Produced by SENEZH-Preparaty LLC. It has been tested and certified by Rospotrebnadzor of the Ministry of Health and Social Development of the Russian Federation. Fire bioprotective composition produced in polyethylene canisters of 5, 10, 65 and 1000 kg. Performs the role of complex protection of wood, including the lower crown. Do not use after varnish, drying oil or any other water-repellent composition. Included in the 2nd group in terms of the effectiveness of fire protection according to NPB 251-98. The term of protection is up to 20 years. Does not change the color of wood, does not prevent the penetration of air. Has no smell. It has penetrating properties and accumulates in the inner layers of wood, preventing the penetration of moisture and fungi.
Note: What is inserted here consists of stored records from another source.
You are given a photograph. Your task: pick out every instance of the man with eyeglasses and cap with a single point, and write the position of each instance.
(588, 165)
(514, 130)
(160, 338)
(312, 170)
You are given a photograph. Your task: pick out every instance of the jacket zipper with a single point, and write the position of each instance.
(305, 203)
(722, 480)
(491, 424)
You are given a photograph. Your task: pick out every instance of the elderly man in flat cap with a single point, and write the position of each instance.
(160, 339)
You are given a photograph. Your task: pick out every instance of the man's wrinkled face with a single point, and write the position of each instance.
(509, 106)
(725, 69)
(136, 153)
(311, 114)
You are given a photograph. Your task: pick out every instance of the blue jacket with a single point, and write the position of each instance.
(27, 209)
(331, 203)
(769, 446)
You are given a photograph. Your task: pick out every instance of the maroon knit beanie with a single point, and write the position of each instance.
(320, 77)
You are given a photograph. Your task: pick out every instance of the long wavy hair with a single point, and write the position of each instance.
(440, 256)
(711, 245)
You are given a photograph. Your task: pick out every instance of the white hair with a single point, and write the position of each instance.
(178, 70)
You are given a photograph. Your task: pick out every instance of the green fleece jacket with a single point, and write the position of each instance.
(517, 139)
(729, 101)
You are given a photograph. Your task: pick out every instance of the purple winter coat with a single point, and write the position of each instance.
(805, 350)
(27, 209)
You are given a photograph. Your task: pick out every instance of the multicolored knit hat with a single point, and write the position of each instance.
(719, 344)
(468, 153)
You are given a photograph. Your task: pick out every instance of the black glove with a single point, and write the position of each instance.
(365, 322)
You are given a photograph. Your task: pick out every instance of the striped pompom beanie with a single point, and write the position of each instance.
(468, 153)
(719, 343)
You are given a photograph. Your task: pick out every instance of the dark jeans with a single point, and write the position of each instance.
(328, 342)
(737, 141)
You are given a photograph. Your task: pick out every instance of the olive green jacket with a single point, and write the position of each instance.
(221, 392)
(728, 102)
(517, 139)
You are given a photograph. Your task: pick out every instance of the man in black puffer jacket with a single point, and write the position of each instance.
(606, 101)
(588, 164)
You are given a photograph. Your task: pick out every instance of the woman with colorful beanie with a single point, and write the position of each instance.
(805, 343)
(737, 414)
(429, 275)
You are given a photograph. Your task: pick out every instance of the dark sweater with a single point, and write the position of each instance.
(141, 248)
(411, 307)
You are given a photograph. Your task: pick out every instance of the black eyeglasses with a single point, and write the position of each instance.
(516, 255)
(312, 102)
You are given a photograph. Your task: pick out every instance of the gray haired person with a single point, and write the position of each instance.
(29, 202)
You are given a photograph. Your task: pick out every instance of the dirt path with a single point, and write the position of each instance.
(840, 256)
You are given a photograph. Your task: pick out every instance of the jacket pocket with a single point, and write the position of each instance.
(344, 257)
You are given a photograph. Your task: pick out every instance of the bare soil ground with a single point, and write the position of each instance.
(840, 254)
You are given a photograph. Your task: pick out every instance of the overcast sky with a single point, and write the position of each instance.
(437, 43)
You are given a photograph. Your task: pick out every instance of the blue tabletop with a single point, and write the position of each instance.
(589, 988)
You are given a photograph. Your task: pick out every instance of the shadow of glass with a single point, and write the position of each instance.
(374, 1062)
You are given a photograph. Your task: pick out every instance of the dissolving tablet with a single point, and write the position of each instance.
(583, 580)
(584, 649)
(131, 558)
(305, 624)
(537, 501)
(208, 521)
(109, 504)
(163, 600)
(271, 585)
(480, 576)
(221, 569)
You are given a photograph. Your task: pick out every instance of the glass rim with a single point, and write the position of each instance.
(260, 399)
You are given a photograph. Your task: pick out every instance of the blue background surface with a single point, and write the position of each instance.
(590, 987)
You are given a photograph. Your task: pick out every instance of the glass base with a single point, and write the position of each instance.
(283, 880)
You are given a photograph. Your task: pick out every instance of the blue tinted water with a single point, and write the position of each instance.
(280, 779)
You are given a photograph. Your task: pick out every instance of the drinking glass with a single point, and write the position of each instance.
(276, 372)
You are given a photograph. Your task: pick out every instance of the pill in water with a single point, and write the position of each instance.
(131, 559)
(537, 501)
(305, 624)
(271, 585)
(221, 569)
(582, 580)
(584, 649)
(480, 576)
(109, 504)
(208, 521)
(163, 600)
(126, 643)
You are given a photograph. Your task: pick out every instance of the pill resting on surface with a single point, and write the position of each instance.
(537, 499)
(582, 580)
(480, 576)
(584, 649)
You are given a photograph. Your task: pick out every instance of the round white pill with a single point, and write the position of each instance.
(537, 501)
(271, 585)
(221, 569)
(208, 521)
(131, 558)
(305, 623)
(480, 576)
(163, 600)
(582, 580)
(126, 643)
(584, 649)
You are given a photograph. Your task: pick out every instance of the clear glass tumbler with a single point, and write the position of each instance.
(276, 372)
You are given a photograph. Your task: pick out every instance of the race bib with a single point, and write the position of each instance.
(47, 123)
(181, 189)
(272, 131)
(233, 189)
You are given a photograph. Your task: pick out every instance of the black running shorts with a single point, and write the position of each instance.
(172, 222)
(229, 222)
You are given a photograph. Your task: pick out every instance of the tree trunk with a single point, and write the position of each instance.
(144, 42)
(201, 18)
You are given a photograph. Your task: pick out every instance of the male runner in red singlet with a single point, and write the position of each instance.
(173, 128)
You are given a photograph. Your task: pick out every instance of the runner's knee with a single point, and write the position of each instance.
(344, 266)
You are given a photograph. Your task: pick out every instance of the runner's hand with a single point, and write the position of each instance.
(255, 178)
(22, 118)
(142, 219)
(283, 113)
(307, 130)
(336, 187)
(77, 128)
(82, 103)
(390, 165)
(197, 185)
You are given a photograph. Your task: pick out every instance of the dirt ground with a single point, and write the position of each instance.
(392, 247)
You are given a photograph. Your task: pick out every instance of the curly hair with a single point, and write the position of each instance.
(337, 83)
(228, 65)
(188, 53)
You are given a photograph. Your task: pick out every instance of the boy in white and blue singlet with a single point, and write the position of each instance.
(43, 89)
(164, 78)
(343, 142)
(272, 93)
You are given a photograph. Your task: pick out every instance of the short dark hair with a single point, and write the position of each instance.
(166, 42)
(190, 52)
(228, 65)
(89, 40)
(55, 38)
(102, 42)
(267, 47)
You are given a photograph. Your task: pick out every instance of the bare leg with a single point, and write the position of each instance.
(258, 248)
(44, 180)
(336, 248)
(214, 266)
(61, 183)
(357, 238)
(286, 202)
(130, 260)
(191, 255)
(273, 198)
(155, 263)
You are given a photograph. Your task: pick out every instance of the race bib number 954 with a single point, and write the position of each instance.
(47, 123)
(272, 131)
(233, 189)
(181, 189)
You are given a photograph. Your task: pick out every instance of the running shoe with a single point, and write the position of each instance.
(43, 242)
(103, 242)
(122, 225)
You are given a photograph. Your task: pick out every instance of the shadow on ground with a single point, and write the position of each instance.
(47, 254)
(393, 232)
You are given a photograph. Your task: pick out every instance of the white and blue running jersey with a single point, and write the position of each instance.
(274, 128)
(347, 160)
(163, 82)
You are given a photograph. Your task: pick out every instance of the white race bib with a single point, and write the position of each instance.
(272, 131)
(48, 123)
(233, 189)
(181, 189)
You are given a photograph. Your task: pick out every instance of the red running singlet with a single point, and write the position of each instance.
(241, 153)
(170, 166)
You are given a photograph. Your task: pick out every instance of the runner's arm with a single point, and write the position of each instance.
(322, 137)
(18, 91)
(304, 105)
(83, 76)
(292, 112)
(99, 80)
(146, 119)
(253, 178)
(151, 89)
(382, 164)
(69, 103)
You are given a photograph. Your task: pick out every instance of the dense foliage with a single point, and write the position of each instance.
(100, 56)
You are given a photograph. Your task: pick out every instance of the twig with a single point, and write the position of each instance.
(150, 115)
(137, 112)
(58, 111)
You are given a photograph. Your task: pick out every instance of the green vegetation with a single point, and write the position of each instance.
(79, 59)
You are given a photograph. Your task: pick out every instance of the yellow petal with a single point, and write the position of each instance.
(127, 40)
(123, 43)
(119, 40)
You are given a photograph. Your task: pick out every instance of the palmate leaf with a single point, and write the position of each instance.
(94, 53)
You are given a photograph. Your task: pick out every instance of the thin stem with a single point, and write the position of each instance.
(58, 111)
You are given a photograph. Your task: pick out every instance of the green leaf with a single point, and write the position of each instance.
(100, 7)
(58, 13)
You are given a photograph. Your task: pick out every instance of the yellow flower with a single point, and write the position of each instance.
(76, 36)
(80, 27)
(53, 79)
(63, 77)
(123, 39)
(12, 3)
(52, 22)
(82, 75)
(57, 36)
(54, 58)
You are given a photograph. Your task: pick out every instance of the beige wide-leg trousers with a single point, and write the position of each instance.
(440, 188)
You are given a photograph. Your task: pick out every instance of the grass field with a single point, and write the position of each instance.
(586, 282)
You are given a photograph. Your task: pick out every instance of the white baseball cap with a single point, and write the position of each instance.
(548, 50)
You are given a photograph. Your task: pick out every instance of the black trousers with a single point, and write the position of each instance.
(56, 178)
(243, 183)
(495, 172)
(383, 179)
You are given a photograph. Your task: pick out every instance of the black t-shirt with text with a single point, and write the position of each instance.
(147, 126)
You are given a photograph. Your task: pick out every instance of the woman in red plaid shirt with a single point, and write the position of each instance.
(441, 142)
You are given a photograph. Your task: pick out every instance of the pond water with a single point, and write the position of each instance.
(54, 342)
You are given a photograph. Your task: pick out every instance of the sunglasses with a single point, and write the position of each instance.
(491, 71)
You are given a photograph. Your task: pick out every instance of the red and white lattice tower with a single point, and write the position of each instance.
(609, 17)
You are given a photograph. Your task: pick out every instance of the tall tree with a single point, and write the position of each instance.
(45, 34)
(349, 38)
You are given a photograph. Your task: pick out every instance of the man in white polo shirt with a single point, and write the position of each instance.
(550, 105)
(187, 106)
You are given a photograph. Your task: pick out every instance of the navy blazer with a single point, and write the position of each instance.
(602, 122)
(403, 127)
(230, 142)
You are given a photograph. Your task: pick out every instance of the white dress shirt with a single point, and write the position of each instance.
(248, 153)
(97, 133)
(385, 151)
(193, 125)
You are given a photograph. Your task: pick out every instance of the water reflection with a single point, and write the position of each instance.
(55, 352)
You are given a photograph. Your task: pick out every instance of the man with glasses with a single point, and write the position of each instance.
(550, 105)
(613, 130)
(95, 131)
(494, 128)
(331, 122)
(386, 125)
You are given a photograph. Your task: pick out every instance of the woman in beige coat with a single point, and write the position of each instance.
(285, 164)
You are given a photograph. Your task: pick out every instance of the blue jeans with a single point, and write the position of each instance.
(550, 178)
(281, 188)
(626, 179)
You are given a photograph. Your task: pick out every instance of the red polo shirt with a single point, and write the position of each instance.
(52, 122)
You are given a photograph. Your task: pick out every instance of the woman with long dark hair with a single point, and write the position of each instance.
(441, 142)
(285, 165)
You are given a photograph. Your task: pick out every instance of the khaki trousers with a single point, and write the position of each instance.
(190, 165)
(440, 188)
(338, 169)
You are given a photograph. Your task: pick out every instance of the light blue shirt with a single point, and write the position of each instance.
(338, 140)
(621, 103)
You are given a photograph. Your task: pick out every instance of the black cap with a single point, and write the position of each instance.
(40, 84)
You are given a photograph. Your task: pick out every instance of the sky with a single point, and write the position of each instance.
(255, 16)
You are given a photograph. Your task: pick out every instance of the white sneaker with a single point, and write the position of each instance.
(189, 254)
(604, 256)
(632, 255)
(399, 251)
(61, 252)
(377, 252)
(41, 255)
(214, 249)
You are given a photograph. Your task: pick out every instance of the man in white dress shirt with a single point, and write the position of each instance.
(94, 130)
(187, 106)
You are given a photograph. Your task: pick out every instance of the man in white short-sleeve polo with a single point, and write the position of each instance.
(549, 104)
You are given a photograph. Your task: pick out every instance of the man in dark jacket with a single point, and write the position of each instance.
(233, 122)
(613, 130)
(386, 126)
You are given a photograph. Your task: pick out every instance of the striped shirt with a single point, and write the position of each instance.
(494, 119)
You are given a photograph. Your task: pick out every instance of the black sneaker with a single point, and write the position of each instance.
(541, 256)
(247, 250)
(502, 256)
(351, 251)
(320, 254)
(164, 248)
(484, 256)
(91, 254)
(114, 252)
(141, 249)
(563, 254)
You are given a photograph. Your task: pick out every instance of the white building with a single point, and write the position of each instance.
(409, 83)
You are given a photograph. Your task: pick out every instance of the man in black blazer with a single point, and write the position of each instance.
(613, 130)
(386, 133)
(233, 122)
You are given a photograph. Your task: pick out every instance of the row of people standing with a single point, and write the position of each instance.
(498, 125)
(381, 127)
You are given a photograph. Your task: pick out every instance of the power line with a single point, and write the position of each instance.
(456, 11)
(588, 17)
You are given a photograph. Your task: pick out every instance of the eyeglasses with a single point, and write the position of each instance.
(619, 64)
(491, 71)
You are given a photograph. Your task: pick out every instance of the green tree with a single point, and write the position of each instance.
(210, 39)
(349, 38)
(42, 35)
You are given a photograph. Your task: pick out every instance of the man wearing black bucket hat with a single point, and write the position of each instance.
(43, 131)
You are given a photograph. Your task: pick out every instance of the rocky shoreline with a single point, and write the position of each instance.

Processing: It is applied to the cleaned wood with a roller, brush or sprayer at a temperature not lower than +50C. You need to apply in 2-3 layers, allowing the previous one to dry for 20-40 minutes. Do not process a frozen link or mix with other impregnations. Must be mixed before application. Consumption: 600 g/m2 (1.6-1.7 m2/kg).

"Belinka"

Produced by the Australian manufacturer "Belinka". Certified by the Australian Holzforschung Institute. To protect the crown, use Belinka Base.

Impregnation - primer Belinka is a deeply penetrating composition of alkyd resin and biocides. Protects wood from fungus, pests, blue, moisture. Creates a protective biocidal layer on the surface. Unlike other compounds, it has several types of biocides, which increases the level of protection several times. Available in containers of 1, 2.5, 5 and 10 liters.

Treatment: Apply with a roller or brush on the cleaned surface in 2 coats. Drying of each layer 6-12 hours. Application temperature from +10C. At sub-zero temperatures, it can also be used, but it will dry for more than 12 hours. Consumption: 1l / 5-10m2.

The manufacturer is the Finnish company Tikkurila Oy. The company has been operating in the industry of paints and varnishes and antiseptics for over 100 years. For the treatment of baths and wooden houses from moisture, fungi, blue and mold use the Tikurilla Vinha and Valti product lines. These lines are specially designed for adverse climatic conditions. They can be used for both external and internal work.

Products that form a protective film on wood are produced under the names "Color Extra" and "Color Satin". Absorbent protective lines "Aqua Color", "Color", primer "Pohyuster".

Each of the listed coatings are antiseptics and protective agents against moisture and rot. All of them can be colored or coated on top with paints on wood. Available in 2.5, 5, 10, 15, 20, 25, 50, 100 liters. The term of protection is 5-10 years.

Processing: Apply to the cleaned surface with a brush or roller in 2-3 layers. Application temperature from +50C. Each layer should dry from 2-3 hours. Water-based antiseptics can be applied with a sprayer, as shown in the video:

The price of traditional coatings

You can buy coatings for the crown of a bath or at home at any hardware store or market, and even on the Internet. Be sure to ask the seller to show the certificate for the purchased products. Due to the high popularity of these protective equipment, fakes that are not safe for health began to appear on the market.

It is easy to distinguish a fake from a quality product:

  1. Too low price.
  2. Poor quality packaging.
  3. Lack of supporting documentation.

For the convenience of readers, we present the average price for coatings in Russia for 2014 in the form of a table:

As can be seen from the table, Senezh will be the most profitable option for processing the first crown of your bath or home. Tikkurila is the most expensive. Quality in this case depends little on the brand. Which processing of the first crown to use will be the envy of your buying opportunities. Professional products are safer and quality tested.